At first, Camilla and I had, if not fun, a decent time. She may have seemed immature when she’d stop in the middle of our dates to pose for selfies I hadn’t wanted to take, but I hadn’t wanted to be judgmental in a town where even the most acclaimed can act like emotionally stunted children clamoring for attention.

We ‘dated’ for a month. The few times we met up solo were oddly well documented in the papers the days following ourdates. As if the paparazzi had been tipped off ahead of time. She had seemed annoyed by it, like me, so I hadn’t thought to question her.

It was also when my mother’s condition became glaringly apparent.

The one and only time I invited her into my house was for the sole purpose of telling her I didn’t see it working out between us. There was no drama. In fact, Camilla laughed and nodded in agreement, making me feel as if my opinion of the two of us was mutual.

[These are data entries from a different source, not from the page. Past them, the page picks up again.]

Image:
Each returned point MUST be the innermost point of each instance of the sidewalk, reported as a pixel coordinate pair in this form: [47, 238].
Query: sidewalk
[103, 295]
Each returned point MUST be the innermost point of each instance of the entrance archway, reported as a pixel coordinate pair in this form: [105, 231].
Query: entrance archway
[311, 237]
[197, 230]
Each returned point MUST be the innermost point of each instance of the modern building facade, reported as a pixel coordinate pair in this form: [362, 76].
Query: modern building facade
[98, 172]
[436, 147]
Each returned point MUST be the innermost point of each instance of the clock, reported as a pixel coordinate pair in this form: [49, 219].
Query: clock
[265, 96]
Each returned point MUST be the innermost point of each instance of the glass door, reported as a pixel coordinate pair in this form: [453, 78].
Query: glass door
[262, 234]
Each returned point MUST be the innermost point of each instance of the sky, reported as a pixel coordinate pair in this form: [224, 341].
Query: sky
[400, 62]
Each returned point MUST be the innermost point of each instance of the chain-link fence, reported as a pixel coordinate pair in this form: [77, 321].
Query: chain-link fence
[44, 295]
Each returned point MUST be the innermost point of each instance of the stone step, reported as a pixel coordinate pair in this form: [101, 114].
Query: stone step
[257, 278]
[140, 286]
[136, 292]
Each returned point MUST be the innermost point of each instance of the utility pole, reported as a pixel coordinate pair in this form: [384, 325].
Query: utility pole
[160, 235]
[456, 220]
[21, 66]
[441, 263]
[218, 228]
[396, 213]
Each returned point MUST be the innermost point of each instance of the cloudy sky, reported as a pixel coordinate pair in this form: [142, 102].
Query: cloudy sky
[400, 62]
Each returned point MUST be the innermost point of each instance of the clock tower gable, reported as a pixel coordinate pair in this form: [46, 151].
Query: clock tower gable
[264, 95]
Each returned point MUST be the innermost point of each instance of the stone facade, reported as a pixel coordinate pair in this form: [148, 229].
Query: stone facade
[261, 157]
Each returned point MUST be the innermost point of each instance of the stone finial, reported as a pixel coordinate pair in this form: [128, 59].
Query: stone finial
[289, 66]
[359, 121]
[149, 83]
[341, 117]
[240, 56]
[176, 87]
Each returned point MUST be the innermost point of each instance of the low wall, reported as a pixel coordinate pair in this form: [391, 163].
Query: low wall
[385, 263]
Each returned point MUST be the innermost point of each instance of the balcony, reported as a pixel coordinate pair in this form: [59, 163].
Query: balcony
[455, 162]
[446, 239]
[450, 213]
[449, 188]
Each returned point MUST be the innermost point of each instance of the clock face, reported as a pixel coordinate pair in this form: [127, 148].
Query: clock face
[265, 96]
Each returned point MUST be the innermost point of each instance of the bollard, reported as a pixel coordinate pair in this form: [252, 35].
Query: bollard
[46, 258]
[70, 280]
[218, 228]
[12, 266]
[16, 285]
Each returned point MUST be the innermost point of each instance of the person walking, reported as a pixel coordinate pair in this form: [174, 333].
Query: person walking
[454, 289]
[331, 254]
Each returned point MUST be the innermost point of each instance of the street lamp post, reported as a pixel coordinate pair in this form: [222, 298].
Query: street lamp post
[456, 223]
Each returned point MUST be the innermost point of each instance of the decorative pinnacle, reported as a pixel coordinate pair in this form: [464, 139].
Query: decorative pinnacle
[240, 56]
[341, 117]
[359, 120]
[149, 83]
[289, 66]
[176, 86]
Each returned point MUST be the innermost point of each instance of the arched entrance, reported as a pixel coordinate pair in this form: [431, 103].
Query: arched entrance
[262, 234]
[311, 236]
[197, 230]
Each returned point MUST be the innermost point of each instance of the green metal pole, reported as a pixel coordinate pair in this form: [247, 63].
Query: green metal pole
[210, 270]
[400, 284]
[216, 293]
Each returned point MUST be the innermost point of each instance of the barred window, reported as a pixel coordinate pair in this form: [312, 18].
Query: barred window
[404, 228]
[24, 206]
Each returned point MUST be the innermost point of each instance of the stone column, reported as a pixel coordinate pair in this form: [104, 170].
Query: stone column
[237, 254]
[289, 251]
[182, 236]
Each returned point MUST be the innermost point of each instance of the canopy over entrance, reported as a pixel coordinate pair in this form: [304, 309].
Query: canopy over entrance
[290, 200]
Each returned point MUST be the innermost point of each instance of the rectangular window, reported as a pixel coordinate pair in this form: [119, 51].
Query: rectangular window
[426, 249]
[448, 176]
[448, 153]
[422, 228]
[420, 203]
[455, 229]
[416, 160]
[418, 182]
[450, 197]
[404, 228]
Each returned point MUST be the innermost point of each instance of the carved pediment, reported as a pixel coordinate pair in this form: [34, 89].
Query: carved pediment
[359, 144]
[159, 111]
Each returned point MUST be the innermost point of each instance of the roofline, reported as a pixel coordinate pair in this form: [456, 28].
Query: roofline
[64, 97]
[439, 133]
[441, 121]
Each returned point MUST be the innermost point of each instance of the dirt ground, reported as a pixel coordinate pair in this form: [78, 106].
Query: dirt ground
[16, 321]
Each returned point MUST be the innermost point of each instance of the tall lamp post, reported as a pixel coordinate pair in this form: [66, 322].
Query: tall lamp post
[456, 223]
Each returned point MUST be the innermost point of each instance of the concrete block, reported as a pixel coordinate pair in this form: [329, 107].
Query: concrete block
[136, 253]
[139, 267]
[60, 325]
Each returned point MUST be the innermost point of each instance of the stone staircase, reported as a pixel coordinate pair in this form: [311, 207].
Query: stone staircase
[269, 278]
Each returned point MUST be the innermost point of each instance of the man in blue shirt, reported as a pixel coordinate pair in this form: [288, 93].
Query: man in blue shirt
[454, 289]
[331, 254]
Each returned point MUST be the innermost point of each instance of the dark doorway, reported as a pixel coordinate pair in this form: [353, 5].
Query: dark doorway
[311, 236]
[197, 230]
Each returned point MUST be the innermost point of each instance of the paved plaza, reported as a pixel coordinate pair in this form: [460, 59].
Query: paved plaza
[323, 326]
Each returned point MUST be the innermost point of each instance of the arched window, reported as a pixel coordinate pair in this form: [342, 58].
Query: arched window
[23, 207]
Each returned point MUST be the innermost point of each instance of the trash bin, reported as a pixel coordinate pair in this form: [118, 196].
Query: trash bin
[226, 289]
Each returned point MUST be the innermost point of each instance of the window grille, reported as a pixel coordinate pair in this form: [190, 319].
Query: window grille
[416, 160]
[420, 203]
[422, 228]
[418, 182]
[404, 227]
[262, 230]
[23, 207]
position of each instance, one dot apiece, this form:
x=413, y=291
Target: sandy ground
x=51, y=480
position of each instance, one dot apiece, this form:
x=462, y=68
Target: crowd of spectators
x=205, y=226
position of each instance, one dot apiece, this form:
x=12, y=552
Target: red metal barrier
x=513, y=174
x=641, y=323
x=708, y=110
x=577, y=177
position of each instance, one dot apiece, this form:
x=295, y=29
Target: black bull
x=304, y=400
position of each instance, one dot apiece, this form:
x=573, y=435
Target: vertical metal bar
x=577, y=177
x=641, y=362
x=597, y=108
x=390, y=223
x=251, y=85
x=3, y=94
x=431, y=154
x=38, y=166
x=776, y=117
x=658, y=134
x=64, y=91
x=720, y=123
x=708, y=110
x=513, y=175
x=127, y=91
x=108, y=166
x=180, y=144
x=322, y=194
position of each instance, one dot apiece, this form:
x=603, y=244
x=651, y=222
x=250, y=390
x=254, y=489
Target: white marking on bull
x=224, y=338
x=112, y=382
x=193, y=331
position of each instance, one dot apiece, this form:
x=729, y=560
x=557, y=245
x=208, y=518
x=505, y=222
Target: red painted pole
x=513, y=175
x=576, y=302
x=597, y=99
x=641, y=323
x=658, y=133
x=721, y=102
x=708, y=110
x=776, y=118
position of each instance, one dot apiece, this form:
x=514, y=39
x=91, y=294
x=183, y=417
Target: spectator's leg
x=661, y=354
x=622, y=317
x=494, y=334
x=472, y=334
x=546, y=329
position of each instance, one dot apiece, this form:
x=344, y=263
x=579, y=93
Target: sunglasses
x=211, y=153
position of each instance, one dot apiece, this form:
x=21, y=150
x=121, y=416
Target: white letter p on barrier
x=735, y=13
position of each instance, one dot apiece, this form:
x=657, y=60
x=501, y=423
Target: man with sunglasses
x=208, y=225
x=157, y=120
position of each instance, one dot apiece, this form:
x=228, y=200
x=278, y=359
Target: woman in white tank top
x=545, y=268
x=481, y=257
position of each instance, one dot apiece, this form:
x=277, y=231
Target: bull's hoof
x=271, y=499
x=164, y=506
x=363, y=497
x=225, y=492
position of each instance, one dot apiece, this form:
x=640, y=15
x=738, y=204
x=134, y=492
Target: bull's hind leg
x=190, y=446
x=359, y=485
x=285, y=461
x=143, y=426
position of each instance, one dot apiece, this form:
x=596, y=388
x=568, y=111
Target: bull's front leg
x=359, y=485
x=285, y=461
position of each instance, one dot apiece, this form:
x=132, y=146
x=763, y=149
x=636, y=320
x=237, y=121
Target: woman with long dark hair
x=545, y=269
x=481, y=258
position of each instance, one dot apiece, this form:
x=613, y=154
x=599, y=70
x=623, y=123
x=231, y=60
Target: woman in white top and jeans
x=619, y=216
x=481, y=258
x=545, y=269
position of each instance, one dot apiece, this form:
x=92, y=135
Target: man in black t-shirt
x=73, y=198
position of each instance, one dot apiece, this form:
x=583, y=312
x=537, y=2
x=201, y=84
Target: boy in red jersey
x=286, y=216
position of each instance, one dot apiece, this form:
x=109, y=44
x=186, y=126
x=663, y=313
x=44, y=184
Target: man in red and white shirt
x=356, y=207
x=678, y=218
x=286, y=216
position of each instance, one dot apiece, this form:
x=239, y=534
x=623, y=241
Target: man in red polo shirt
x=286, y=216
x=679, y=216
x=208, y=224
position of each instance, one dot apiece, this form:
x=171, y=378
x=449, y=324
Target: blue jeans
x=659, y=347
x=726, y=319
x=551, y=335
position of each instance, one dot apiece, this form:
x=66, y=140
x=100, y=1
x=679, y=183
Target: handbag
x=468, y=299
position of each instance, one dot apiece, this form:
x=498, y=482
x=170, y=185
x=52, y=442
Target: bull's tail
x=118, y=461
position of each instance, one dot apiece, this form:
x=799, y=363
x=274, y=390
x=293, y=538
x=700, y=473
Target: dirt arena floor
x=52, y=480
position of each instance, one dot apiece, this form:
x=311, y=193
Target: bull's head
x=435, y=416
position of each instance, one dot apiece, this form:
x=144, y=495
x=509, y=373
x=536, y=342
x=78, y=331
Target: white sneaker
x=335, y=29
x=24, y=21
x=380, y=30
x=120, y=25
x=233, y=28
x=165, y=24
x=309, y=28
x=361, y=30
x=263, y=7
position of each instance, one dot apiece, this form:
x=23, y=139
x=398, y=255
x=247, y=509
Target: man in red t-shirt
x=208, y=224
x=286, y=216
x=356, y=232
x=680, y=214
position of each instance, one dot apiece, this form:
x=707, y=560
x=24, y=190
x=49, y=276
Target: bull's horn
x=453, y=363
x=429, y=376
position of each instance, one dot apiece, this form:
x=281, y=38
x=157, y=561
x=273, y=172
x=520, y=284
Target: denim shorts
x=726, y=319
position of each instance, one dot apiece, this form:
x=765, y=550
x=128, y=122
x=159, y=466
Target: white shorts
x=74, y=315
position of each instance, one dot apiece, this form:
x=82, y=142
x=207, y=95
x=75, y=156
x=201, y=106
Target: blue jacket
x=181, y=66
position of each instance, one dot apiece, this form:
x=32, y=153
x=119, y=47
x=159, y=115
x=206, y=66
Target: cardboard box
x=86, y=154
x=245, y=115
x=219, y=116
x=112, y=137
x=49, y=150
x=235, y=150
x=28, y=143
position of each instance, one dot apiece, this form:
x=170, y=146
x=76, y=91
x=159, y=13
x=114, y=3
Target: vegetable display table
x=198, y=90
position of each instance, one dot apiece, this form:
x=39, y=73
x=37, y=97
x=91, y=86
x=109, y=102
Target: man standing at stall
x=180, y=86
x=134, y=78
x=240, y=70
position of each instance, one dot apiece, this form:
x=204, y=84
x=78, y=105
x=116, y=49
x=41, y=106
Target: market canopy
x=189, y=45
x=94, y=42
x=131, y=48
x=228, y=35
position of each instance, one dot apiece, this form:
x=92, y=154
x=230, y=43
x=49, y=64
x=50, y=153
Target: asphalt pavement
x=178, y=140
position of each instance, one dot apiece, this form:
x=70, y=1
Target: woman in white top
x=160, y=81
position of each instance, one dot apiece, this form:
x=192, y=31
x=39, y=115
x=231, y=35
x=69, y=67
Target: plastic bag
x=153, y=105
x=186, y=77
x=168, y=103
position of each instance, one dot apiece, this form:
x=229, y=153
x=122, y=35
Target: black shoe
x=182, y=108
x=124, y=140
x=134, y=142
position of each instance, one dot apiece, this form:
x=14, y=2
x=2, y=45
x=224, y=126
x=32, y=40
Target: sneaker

She wished me well. She hugged me. She asked if she could use the bathroom before she left.

The next day, after my mother’s first allowed call from rehab, Camilla texted me a link to a three-thousand-nine-hundred-and-ninety-dollar dress.

The very dress Anne is wearing in Vance Broadway’s living room right now.

Confused, and busy with my mother, I ignored her. A few days later, she sent me a photo she’d taken of my mother’s prescription bottles. Bottles I’d hidden away, along with my mother’s admission papers into an exclusive rehab center, before Camilla came over that night.